Malcolm X described the Bandung Conference of 1955, at which representatives of Asian and African nations met to discuss their common enemy: Europeans. He said that just as the members of the Bandung Conference put aside their differences, so Black Americans must put aside their differences and unite.
In this point Malcolm is referring to a certain conference in which everyone of all races got together and discussed a common problem: Europeans
“What you and I need to do is learn to forget our differences. When we come together, we don’t come together as Baptists or Methodists. You don’t catch hell ’cause you’re a Baptist, and you don’t catch hell ’cause you’re a Methodist. You don’t catch hell ’cause you’re a Methodist or Baptist. You don’t catch hell because you’re a Democrat or a Republican. You don’t catch hell because you’re a Mason or an Elk. And you sure don’t catch hell ’cause you’re an American; ’cause if you was an American, you wouldn’t catch no hell. You catch hell ’cause you’re a black man. You catch hell, all of us catch hell, for the same reason.
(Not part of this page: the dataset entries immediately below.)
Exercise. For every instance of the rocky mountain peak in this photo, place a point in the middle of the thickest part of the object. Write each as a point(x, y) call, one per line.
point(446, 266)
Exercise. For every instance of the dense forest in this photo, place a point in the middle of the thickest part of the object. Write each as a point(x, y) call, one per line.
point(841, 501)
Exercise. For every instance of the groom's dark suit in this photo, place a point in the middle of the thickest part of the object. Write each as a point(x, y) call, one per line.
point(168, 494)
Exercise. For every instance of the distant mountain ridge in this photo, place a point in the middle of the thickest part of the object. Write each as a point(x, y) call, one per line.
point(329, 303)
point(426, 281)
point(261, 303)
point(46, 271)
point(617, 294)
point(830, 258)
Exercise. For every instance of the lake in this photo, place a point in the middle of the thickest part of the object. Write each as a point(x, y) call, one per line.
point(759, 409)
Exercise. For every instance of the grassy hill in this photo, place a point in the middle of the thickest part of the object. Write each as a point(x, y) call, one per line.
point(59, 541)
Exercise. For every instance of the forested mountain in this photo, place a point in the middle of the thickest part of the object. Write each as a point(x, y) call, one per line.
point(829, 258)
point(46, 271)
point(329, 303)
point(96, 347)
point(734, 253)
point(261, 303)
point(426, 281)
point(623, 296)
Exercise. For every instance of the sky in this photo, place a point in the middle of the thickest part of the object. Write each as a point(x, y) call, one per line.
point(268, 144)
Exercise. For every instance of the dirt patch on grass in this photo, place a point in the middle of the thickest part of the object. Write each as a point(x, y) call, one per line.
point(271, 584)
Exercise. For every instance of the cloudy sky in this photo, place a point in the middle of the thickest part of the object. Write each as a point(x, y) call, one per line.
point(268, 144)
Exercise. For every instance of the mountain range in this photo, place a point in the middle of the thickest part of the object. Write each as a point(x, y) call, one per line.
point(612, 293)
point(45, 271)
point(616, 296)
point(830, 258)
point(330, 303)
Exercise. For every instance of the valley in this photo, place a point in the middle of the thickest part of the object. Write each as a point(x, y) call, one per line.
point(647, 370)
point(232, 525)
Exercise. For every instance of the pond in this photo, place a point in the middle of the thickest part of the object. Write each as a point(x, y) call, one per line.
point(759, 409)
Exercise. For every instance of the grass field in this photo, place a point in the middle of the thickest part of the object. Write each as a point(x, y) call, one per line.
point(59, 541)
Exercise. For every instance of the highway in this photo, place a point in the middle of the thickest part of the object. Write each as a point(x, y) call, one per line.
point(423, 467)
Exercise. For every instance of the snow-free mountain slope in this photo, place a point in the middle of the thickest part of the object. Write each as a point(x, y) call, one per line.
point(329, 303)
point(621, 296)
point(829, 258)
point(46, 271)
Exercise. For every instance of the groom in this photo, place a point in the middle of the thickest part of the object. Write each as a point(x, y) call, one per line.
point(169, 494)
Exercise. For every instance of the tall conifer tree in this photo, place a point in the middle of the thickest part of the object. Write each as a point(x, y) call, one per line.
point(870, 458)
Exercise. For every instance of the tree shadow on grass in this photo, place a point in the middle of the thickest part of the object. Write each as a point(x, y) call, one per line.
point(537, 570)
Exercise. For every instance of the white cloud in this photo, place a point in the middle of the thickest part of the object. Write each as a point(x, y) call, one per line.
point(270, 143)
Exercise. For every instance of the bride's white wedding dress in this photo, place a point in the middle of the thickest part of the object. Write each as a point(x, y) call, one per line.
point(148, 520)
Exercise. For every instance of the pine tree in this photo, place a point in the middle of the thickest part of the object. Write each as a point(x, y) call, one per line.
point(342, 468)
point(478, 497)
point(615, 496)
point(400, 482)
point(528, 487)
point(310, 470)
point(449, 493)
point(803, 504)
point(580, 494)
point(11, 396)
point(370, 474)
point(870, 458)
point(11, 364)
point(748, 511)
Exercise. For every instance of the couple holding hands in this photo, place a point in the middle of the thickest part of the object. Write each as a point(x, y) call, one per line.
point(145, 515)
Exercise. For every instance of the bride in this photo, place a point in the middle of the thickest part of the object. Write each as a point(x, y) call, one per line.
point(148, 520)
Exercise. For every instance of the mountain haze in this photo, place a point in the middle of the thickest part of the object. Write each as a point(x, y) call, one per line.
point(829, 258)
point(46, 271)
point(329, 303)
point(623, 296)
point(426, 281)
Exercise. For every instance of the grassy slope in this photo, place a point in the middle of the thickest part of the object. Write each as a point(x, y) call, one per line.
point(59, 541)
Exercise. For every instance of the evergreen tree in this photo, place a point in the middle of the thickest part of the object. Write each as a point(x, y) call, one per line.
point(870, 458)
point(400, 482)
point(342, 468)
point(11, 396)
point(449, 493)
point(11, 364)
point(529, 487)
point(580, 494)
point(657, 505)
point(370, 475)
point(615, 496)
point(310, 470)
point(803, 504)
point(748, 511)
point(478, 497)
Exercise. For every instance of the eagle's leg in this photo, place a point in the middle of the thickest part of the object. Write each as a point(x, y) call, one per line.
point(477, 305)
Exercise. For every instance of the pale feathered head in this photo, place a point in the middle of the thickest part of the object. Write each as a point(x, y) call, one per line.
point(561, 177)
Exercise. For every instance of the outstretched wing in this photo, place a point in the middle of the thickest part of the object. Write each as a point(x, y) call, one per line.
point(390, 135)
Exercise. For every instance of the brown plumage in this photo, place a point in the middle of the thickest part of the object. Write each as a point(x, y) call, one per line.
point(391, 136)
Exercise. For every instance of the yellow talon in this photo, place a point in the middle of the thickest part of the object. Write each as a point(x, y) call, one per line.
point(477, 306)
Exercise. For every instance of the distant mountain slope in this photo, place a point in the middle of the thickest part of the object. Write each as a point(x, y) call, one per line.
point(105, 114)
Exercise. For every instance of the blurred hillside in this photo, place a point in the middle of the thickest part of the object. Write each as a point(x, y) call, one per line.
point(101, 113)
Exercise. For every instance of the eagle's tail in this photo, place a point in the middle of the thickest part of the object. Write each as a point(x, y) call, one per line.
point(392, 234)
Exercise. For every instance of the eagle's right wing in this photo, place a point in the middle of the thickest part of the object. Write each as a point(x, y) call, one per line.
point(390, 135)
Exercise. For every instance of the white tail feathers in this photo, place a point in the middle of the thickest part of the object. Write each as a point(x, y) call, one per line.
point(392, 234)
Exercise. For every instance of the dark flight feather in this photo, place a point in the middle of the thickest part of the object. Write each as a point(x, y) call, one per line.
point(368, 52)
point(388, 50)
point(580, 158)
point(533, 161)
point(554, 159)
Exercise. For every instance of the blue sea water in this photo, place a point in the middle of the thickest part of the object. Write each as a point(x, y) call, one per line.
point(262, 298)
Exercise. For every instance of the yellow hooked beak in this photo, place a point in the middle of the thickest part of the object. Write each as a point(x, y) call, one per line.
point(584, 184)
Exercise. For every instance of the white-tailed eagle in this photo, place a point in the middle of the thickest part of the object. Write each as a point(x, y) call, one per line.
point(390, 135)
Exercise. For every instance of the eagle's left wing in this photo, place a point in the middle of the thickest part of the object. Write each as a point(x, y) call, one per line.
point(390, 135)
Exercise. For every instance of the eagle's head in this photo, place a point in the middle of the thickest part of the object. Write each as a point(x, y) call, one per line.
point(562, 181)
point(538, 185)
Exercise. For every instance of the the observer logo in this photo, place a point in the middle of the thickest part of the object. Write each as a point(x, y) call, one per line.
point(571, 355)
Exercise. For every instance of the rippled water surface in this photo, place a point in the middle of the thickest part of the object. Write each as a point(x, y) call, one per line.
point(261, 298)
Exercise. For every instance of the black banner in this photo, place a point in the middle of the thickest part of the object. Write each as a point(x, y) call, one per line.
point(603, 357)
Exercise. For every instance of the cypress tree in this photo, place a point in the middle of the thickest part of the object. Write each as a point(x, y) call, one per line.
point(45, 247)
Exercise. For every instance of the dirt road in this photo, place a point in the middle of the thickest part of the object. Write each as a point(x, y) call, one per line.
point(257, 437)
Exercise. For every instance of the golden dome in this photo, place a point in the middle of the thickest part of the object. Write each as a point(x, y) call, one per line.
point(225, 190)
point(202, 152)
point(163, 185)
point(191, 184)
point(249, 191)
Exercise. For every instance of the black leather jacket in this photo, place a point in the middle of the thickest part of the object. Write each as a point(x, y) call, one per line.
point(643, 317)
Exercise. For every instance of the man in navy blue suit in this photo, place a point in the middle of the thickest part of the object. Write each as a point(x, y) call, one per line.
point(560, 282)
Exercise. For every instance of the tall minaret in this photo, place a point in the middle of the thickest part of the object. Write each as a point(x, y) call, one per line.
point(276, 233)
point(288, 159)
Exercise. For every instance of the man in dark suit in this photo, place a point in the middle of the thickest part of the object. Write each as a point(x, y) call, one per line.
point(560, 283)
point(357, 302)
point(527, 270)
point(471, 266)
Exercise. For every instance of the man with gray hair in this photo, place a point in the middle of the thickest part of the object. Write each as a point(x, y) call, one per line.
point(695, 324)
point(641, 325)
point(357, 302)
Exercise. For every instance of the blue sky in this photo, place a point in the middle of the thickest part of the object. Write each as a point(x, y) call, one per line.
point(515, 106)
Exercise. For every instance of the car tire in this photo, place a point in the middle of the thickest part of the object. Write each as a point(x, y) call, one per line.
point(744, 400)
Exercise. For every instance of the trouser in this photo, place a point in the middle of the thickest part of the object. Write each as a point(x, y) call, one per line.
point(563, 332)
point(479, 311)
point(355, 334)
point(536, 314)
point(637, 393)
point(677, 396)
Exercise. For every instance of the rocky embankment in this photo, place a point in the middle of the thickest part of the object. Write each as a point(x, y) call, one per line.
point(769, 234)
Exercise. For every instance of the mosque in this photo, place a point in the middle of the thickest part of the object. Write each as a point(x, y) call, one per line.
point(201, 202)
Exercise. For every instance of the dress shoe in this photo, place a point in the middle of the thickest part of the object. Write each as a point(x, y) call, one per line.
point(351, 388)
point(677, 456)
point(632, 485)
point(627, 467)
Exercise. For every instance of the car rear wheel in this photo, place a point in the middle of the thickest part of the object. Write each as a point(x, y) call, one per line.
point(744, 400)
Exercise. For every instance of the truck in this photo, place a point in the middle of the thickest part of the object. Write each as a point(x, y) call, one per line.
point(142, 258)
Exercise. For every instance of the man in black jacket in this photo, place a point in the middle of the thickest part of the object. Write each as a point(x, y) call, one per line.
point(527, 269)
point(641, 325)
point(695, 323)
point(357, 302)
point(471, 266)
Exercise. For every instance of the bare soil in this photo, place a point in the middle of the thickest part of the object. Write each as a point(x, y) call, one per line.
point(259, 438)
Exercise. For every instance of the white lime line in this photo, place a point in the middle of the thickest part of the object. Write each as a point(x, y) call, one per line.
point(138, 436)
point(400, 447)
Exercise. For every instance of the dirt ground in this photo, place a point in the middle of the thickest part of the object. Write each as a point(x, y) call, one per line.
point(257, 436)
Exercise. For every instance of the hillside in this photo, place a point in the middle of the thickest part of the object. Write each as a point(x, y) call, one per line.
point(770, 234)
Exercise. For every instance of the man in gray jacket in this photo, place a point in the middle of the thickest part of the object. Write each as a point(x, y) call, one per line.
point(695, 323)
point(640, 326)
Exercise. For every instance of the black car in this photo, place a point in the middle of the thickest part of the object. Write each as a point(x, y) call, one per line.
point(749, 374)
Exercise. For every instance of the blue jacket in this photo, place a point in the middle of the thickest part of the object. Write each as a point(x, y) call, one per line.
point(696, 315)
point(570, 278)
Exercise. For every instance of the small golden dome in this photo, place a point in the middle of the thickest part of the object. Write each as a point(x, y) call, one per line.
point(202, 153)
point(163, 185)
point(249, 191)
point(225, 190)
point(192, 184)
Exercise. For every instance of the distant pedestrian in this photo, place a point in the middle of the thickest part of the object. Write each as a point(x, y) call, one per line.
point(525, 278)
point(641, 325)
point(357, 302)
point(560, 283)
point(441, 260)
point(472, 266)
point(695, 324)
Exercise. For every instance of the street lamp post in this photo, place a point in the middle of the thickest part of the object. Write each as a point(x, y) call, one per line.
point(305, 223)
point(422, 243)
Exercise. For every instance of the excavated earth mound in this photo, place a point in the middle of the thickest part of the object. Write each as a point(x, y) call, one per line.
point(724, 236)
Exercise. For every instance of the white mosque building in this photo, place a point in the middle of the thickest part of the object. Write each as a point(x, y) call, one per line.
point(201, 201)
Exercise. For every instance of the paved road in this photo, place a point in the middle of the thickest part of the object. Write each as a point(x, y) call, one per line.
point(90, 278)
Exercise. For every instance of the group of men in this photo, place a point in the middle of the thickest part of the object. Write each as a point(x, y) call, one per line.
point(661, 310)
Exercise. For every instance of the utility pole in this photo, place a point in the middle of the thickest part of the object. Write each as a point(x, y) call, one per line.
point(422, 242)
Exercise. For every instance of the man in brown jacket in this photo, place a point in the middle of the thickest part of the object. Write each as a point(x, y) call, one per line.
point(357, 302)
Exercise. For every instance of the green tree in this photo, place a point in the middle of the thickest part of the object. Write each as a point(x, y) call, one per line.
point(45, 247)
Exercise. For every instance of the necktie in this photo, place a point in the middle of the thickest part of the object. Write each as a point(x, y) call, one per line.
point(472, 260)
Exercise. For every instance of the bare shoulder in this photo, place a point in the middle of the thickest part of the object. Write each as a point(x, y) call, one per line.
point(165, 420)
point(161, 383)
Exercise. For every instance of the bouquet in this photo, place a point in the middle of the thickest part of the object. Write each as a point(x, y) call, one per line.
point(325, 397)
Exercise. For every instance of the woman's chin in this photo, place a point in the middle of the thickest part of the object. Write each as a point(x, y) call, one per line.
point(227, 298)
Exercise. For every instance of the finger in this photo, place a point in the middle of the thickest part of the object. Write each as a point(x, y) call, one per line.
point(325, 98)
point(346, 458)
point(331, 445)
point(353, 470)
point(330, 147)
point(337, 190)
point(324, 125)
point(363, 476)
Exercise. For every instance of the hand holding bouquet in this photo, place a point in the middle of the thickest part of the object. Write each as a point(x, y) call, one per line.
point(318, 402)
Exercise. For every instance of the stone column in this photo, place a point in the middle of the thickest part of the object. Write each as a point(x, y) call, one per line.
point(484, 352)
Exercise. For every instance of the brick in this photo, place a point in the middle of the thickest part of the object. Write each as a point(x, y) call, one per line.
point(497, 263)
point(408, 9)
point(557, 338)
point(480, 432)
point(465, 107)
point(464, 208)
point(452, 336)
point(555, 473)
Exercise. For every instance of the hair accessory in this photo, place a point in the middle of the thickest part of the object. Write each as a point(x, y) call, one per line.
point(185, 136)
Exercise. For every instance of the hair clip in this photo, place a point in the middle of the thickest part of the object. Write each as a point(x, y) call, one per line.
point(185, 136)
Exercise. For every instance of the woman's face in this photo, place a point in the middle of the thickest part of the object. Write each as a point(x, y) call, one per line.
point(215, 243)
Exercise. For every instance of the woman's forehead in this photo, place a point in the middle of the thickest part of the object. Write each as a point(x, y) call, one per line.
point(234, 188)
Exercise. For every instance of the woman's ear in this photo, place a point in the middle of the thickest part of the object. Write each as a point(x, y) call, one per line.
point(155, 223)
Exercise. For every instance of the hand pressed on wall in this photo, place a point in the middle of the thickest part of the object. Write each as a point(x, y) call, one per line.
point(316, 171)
So we are all black people, so—called Negroes, second—class citizens, ex—slaves. You are nothing but a [sic] ex—slave. You don’t like to be told that. But what else are you? You are ex—slaves. You didn’t come here on the "Mayflower." You came here on a slave ship —— in chains, like a horse, or a cow, or a chicken. And you were brought here by the people who came here on the "Mayflower." You were brought here by the so—called Pilgrims, or Founding Fathers. They were the ones who brought you here.
We have a common enemy. We have this in common: We have a common oppressor, a common exploiter, and a common discriminator. But once we all realize that we have this common enemy, then we unite on the basis of what we have in common. And what we have foremost in common is that enemy —— the white man. He’s an enemy to all of us. I know some of you all think that some of them aren’t enemies. Time will tell.”